Kaszek Ventures, QED Investors and Greenoaks Capital also participated in the financing, which brings the startup’s total raised to $36.7 million since its 2019 inception. Kaszek led Cora’s $10 million seed round (believed at that time to be one of the largest seed investments in LatAm) in December 2019 with Ribbit then following.
Last year, Cora got its license approved from the Central Bank of Brazil, making it a 403 bank. The fintech then launched its product in October 2020 and has since grown to have about 60,000 customers and 110 employees.
Cora offers a variety of solutions, ranging from a digital checking account, Visa debit card and management tools such as an invoice manager and cashflow dashboard.
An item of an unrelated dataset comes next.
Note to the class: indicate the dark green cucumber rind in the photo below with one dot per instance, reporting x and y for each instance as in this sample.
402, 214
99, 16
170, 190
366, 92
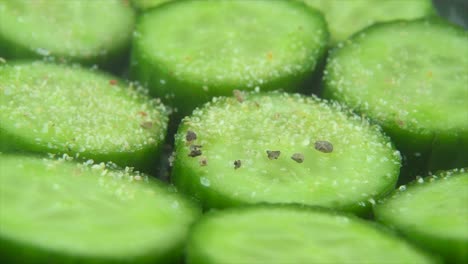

With the checking account, customers have the ability to sending and receive money as well as pay bills digitally.
This isn’t the first venture for Cora co-founders Igor Senra and Leo Mendes. The paid had worked together before — founding their first online payments company, MOIP, in 2005. That company sold to Germany’s WireCard in 2016 (with a 3 million customer base) and after three years the founders were able to strike out again.
With Cora, the pair’s long-term goals is to “provide everything that a SMB will need in a bank.”
Looking ahead, the pair has the ambitious goal of being “the fastest growing neobank focused on SMBs in the world.” It plans to use the new capital to add new features and improve existing ones; on operations and launching a portfolio of credit products.
In particular, Cora wants to go even deeper in certain segments such as B2B professional services such as law and accounting firms; real estate brokerage and education.
Ribbit Capital Partner Nikolay Kostov believes that Cora has embarked on “an ambitious mission” to change how small businesses in Brazil are able to access and experience banking.
“While the consumer banking experience has undergone a massive transformation thanks to new digital experiences over the last decade, this is, sadly, still not the case on the small business side,” he said.
For example, Kostov points out, opening a traditional small business bank account in Brazil takes weeks, “reels of paper, and often comes with low limits, poor service, and antiquated digital interfaces.”
Meanwhile, the number of new small businesses in the country continues to grow.
“The combination of these factors makes Brazil an especially attractive market for Cora to launch in and disrupt,” Kostov told TC. “The Cora founding team is uniquely qualified and deeply attuned to the challenges of small businesses in the country, having spent their entire careers building digital products to serve their needs.”
Since Ribbit’s start in 2012, he added, LatAm has been a core focus geography for the firm “given the magnitude of challenges, and opportunities, in the region to reinvent financial services and serve customers better.”
Ribbit has invested in 15 companies in the region and continues to look for more to back.
“We fully expect that several fintech companies born in the region will become global champions that serve to inspire other entrepreneurs across the globe,” Kostov said.